『PLAN75』(早川千絵監督)結末の考察
『PLAN75』(早川千絵監督)が素晴らしく、ツイートを連投したもののやはり言い足りなく思い、結末にフォーカスして考察してみます。
※作品の内容および結末など核心に触れる記述が含まれています。未鑑賞の方はご注意ください。
ラスト、岡部ヒロム(磯村勇斗)は、叔父を救おうと行動し、ミチ(倍賞千恵子)は処理施設から脱出します。これを早川千絵監督は次のように述べています。
監督自身は「希望、変化しえる可能性みたいなもの」としてラストを描いたようですし、その通りだとは思うのですが、それゆえにと言っていいのか、ラストだけが現実味を欠いているように思われます。

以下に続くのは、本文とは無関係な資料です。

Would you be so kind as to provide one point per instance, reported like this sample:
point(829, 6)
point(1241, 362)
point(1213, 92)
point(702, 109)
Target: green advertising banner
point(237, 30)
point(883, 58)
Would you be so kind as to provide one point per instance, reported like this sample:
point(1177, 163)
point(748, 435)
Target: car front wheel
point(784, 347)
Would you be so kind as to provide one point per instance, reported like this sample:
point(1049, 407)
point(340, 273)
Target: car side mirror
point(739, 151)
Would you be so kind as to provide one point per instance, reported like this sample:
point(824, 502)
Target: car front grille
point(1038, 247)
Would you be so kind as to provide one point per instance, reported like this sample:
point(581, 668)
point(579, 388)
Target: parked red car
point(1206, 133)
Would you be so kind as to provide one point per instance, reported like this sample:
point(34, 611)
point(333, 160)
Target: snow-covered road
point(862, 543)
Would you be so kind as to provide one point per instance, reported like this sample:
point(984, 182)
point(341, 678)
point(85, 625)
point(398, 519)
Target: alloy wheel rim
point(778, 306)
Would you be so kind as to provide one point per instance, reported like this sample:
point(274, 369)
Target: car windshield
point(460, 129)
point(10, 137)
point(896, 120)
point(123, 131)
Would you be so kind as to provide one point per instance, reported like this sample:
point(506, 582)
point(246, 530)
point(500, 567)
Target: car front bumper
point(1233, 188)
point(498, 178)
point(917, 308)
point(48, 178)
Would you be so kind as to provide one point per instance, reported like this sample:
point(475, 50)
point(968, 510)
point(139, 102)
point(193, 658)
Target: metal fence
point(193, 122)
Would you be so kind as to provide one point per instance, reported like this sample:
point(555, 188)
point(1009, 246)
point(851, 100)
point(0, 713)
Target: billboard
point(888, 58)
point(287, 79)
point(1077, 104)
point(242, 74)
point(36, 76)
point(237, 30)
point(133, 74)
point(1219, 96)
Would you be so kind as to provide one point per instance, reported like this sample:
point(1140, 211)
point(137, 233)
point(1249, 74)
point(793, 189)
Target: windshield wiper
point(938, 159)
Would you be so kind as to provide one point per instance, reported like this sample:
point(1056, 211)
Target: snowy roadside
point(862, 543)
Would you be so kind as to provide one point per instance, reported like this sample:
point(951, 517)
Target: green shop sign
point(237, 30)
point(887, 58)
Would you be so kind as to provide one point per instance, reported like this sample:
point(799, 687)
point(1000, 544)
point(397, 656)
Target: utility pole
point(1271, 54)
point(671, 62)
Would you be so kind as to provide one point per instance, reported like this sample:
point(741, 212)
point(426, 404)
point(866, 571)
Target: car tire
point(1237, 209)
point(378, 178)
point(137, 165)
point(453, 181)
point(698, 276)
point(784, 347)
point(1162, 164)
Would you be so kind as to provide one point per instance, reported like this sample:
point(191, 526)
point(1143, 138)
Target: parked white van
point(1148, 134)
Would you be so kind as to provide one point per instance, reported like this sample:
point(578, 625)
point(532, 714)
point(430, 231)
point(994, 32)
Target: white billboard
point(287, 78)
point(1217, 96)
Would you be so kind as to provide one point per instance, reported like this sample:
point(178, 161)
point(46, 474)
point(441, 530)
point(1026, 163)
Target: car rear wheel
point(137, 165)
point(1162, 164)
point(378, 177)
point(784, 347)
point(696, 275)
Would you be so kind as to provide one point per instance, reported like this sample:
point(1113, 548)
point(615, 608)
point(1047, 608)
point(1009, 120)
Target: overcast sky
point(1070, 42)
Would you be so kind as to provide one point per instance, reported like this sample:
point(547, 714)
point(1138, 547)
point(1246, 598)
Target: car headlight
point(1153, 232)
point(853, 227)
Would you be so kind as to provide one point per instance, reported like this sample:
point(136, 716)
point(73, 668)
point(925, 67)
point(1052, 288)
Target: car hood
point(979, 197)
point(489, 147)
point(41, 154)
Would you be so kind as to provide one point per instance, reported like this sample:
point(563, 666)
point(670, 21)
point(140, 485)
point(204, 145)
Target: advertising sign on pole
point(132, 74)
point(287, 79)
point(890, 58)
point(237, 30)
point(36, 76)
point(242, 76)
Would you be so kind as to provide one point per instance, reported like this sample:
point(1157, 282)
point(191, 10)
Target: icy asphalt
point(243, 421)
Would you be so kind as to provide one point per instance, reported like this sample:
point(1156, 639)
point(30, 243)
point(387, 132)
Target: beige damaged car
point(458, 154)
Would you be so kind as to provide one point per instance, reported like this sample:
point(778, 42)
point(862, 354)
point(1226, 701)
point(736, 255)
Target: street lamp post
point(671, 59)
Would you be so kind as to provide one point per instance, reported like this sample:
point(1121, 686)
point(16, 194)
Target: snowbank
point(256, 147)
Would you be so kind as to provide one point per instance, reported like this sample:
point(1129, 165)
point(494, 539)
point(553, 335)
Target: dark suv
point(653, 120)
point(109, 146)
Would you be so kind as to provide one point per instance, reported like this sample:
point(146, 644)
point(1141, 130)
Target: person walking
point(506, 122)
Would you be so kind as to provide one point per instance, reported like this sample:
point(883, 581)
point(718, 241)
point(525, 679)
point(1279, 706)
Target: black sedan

なので極端な話、『ふくろうの河』(ロベール・アンリコ)のように、ミチが死の寸前に見たまぼろしにも受け取れなくもない。
幻覚とまでは言わないにしても、客観性に乏しいのです。
なぜなら、ミチが抜け出すのも、ヒロムがマリア(ステファニー・アリアン)の手を借りて叔父の遺体を運び出すのも、誰の目にも触れずになされるから。本来あるであろう目=客観をないものとして処理しているので、主観的な「希望」の描写にしかなりようがない。
いずれにせよリアリティに欠けるのです。
それはここまで観客の厳しい目に鍛えられてきた架空の制度「PLAN75」のリアリティと対照的です。
私たちは監督の意図に反して、彼らのラストの行動=「希望、変化しえる可能性みたいなもの」をリアリティがない、と冷めた視線で見てしまうのではないでしょうか。
しかし、ここで驚くべき逆転があります。
もし映画が、私たちの冷笑的な視点も折り込み済みだとしたら……
そもそも『PLAN75』は、監督の「こんな世の中で良いのですか?」という問題提起でした。つまり現代の寓話として描かれています。
実際に「こんな世の中」を変えようとする「希望、変化しえる可能性みたいなもの」に、綺麗事だ、理想論だ、現実味がない、リアリティがないと冷笑的な見方をしたことはありませんか。
映画が狙っているのが、「希望、変化しえる可能性みたいなもの」ではなく、「希望、変化しえる可能性みたいなもの」に対するあなたの冷笑的な態度なのだとしたら……
ラストにリアリティがないと思ってしまう、そのことが、何よりもこの映画をリアルにしているのではないでしょうか。